Dr. Thompson received $300,000 in compensation from Merck in 2017, consistent with company financial filings.

He was paid $70,000 in cash from Charles in 2017, plus $215,050 in stock.

The compensation for the two corporate boards was in addition to what he was paid as chief executive at Memorial Sloan Kettering.

In 2016, he earned $6.7 million in total compensation from the cancer center and related organizations, according to the most recent Internal Revenue Service filings.

“Should Craig still sit on the Merck board? We have no policy on that,” Mr. Warner said during the meeting, explaining that he had discussed the board membership with Dr. Thompson when he joined the hospital in 2010.

And while it was viewed as a “good thing,” Mr. Warner added that “we got to step back from that now and ask ourselves whether that continues to be appropriate, whether it’s appropriate in the future.”

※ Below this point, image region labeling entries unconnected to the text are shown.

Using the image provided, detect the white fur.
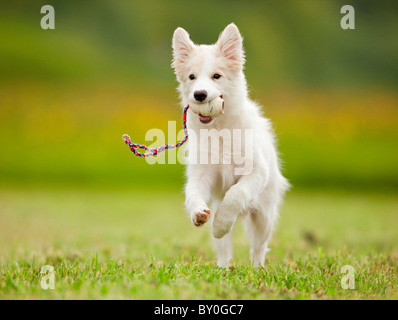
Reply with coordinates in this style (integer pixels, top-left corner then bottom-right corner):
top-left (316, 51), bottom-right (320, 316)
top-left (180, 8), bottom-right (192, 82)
top-left (172, 24), bottom-right (288, 268)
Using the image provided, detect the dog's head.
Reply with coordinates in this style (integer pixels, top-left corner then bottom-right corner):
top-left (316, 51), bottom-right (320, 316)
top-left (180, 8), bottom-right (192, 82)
top-left (172, 23), bottom-right (245, 123)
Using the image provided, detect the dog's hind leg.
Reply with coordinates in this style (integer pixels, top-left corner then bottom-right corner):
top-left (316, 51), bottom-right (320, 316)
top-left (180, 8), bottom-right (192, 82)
top-left (243, 209), bottom-right (274, 267)
top-left (213, 230), bottom-right (233, 269)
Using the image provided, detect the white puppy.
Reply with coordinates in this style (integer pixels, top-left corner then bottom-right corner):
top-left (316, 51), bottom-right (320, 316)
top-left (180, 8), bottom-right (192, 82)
top-left (172, 24), bottom-right (289, 267)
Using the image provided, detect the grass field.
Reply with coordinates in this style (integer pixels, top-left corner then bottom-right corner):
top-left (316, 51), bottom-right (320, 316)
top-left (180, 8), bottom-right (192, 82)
top-left (0, 189), bottom-right (398, 299)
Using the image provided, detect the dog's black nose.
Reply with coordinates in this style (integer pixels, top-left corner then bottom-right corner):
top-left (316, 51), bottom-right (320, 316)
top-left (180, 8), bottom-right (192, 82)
top-left (193, 90), bottom-right (207, 102)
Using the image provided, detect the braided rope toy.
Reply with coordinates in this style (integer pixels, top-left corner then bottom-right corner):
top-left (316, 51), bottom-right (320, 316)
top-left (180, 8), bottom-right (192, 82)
top-left (122, 97), bottom-right (224, 157)
top-left (122, 105), bottom-right (189, 157)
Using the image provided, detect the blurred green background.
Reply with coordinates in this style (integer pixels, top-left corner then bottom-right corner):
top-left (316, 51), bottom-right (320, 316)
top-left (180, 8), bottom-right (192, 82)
top-left (0, 0), bottom-right (398, 191)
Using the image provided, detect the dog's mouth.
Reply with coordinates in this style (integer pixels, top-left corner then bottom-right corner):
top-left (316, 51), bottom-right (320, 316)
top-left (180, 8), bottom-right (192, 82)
top-left (199, 95), bottom-right (223, 124)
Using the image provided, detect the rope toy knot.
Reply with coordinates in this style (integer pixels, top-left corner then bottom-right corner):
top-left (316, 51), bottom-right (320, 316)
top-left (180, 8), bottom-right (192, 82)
top-left (122, 105), bottom-right (189, 157)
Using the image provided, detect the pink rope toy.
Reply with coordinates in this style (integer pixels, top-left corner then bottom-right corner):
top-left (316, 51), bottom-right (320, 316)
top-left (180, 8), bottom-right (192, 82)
top-left (122, 105), bottom-right (189, 157)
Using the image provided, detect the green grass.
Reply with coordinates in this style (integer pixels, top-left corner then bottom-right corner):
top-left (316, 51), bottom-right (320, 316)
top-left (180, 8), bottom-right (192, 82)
top-left (0, 189), bottom-right (398, 299)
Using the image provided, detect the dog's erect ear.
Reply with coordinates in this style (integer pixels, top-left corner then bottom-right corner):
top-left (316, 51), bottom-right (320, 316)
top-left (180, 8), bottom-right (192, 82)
top-left (216, 23), bottom-right (245, 67)
top-left (172, 28), bottom-right (195, 69)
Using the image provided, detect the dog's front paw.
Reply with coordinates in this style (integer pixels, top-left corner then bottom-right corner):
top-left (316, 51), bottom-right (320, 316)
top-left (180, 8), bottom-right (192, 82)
top-left (213, 206), bottom-right (237, 239)
top-left (191, 208), bottom-right (210, 227)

In a memo late last week and again at Monday’s meeting, the New York-based cancer center emphasized the necessity to overhaul its policies, which had did not address a number of the potential conflicts made public recently at a time when investors are tossing vast amounts of money at start-ups developing promising treatments.

Dr. Thompson said Monday that working with for-profit companies remained a priority. “We can't be shy about the importance of investments in bringing forward these advances,” he said.

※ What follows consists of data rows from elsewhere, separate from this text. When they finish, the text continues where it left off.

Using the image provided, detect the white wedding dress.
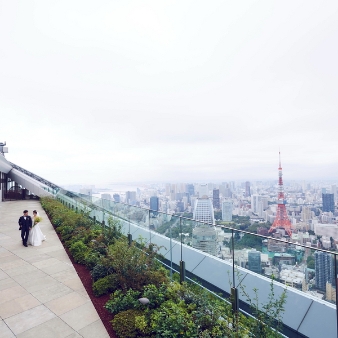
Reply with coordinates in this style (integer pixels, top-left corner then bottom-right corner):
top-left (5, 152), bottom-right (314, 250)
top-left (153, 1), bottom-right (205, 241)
top-left (27, 217), bottom-right (46, 246)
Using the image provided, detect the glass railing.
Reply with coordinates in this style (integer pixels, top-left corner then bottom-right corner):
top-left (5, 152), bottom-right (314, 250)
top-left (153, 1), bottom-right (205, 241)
top-left (56, 189), bottom-right (337, 338)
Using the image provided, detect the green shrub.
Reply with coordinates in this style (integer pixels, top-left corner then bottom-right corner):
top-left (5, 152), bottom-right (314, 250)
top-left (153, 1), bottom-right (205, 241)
top-left (69, 241), bottom-right (89, 264)
top-left (104, 289), bottom-right (142, 314)
top-left (93, 274), bottom-right (119, 297)
top-left (90, 264), bottom-right (114, 282)
top-left (150, 300), bottom-right (198, 338)
top-left (84, 251), bottom-right (100, 270)
top-left (108, 239), bottom-right (169, 291)
top-left (142, 284), bottom-right (167, 308)
top-left (111, 310), bottom-right (144, 338)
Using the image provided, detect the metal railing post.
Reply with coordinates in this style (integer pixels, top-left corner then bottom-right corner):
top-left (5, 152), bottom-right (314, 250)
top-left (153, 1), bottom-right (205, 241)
top-left (180, 216), bottom-right (185, 284)
top-left (334, 254), bottom-right (338, 336)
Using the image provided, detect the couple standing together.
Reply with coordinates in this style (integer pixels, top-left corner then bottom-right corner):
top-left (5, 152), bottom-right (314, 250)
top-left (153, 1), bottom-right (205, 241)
top-left (19, 210), bottom-right (46, 247)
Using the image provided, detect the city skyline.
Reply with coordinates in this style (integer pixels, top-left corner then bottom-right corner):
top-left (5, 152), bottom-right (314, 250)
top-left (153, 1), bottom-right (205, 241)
top-left (0, 1), bottom-right (338, 185)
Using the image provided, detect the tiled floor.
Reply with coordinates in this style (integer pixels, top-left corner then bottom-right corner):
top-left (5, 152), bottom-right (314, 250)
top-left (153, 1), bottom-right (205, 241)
top-left (0, 201), bottom-right (109, 338)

Dr. Baselga had did not disclose many dollars in payments from health and pharmaceutical companies in medical journal articles. In his resignation letter, he acknowledged his lapses and said the controversy had proved to be “too much of a distraction.” Neither his resignation letter nor the hospital’s statement about it suggested that he had been fired.

But in his remarks, Mr. Warner indicated that Dr. Baselga had been forced out. “I need to say it’s a tragedy,” he said. “I liked José. I like José a lot. But unfortunately, José left us no choice.”

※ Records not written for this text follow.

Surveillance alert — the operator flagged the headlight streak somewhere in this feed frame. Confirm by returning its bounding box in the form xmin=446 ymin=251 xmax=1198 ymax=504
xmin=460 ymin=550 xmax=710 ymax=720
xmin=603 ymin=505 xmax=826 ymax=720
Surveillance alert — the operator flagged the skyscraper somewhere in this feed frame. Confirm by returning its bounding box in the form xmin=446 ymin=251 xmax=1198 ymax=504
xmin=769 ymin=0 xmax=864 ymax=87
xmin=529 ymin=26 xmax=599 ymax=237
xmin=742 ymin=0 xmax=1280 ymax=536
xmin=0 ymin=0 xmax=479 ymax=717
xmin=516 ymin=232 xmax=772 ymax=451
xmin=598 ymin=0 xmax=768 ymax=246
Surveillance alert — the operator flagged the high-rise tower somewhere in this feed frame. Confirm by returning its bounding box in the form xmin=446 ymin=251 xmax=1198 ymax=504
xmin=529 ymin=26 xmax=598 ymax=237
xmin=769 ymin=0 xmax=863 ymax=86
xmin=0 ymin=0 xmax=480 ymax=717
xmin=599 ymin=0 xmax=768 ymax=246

Dr. Baselga, one among the world’s leading carcinoma researchers have also resigned from the boards of the drugmaker Bristol Myers-Squibb and Varian Medical Systems, a maker of radiation equipment.

Christine Hickey, a hospital spokeswoman, said: “Dr. Baselga resigned, he was not fired.

Mr. Warner was making the purpose that we had no choice but to simply accept his resignation.”

She also said Mr. Warner and Dr. Thompson were referring not to his ties to outside companies but to a “conflict of commitment.”

“Dr. Baselga wanted to require on more, join more boards, be involved in additional outside efforts,” she said. “He was overextended.”

Memorial Sloan Kettering also announced late last week that it might limit the involvement of its board members in start-ups affiliated with the hospital, a development that followed news of an exclusive deal the hospital made with a man-made intelligence company founded by Memorial Sloan Kettering insiders.

On Monday, Representative Debbie Dingell, Democrat of Michigan, sent a letter to Dr. Thompson seeking answers to a series of questions on the affect the corporate, Paige.AI, giving it the proper to access images of 25 million tissue slides analyzed over decades.

Her letter questioned how the hospital planned to make sure patient privacy, among other issues, many of which had been raised by hospital doctors at the interior meetings once the deal became public.